The disjuncture between religious devotion and the atheist Party doesn’t seem to bother most Hui leaders. “Chinese people are flexible. The disjuncture between religious devotion and the atheist Party doesn’t seem to bother most Hui leaders.
Some compromise is okay,” explained Ma Yinhua, the owner of Fengqiwu, a bookstore dedicated to minority studies in Lanzhou. “For now, ‘Love your country, love your religion’ is fine. ‘Love your Party’ might be a little much, but even Party members don’t necessarily love the Party.” Rhetorical mendacity is normal in China, he said. “Like our economic situation: it’s capitalism, but you can call it socialism. The state is lying to itself. So what if the people lie to the state? Everyone knows. It’s not a big deal.”
Compromise and corruption are complements to shallow faith, Imam Ma explained, and the reason why Hui Muslims are not a threat, however devout they may seem. “Religion has been marginalized in China. Everyone is focused on money. We are much more likely to go toward corruption and politicization than extremism,” Ma said, adding that he rarely goes to meetings with the national organization the Islamic Association of China anymore, because no one there wants to talk about theology. “The imams are just asking, ‘Is your iPhone 6 or 6S? What kind of car are you driving?’” Like most Chinese people, Hui are far more concerned with the material present than the afterlife, Ma said. “Nobody would give up their life for religious struggle or sacrifice.”
Back in Lanzhou, a Muslim who called himself Abdelhalim and whose family owns the successful halal lamb restaurant chain Zhonghua Shouzhua King showed me their recently opened private mosque, madrassa, and Islamic nursing home for the elderly. Authorities hadn’t obstructed the family opening any of these, he said. “The minority religious policies are good. The government is trying to preserve ethnic unity, not to disturb the minorities,” Abdelhalim said.
“Even when some sects are doing really bad things, the government doesn’t push them.” Sometimes religious figures resist government attempts to confiscate land by claiming property as part of the mosque’s endowment, for example, Abdelhalim said. Even though the mosque leaders might be lying, officials usually complied. The Islamic Association also often treated religious leaders to state-funded tours and trips to other provinces. When I asked whether that was corruption, Abdelhalim laughed. “Corruption is good for the government! Give us a visible enemy and we’ll all unite to fight for our religion and identity,” he said. “Give us an invisible enemy—lust, money, selfishness—and we’re defeated.”

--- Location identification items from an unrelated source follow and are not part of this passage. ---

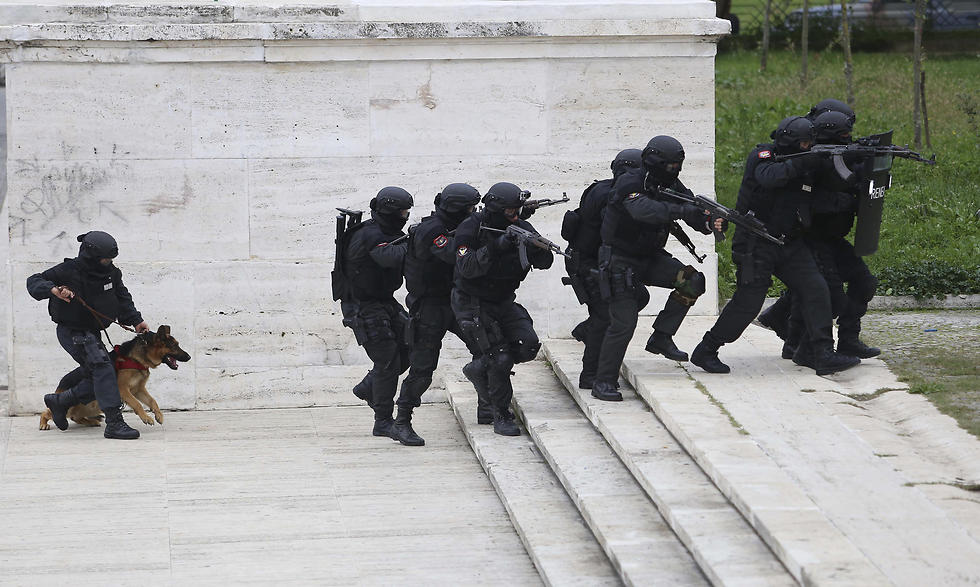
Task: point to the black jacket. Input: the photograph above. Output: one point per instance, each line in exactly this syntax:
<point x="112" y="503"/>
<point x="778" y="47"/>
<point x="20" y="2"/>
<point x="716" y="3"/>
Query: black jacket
<point x="104" y="291"/>
<point x="637" y="219"/>
<point x="430" y="258"/>
<point x="373" y="270"/>
<point x="774" y="191"/>
<point x="485" y="272"/>
<point x="591" y="210"/>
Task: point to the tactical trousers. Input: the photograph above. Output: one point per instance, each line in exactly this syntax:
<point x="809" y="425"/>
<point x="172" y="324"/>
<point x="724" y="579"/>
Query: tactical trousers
<point x="598" y="321"/>
<point x="431" y="319"/>
<point x="629" y="296"/>
<point x="757" y="261"/>
<point x="380" y="328"/>
<point x="839" y="265"/>
<point x="98" y="380"/>
<point x="504" y="336"/>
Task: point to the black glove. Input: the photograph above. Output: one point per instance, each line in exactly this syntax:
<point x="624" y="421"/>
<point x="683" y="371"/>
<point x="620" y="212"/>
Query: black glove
<point x="503" y="243"/>
<point x="711" y="223"/>
<point x="694" y="216"/>
<point x="806" y="162"/>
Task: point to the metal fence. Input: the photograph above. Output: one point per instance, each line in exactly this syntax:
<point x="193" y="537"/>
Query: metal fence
<point x="940" y="14"/>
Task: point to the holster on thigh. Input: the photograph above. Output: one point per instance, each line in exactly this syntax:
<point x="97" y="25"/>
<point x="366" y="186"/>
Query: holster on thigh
<point x="688" y="286"/>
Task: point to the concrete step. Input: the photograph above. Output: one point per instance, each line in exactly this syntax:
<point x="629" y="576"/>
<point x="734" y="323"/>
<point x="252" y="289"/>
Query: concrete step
<point x="890" y="522"/>
<point x="640" y="544"/>
<point x="724" y="544"/>
<point x="811" y="548"/>
<point x="558" y="541"/>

In Linxia, Hassan agreed that in Hui Islam, as in contemporary Chinese society, outward appearances do not always reflect inner belief. “There are thousands of mosques in Linxia, but this is a bad thing,” he told me as we drove by towering Gedimu, Salafi, Yihewani, and Sufi structures, women in hijabs passing us on their motorcycles. The proliferation of mosques and shrines only reflected disunity and sectarianism, Hassan said. “People say this is religious extremism? I think it’s secularization.” He continued, “Only very secular people think that building more mosques is a true expression of faith.” Outsiders might think there is a clash between the minarets and Chinese flags of China’s Hui-populated areas, he noted, but that’s because they are only looking at the surface.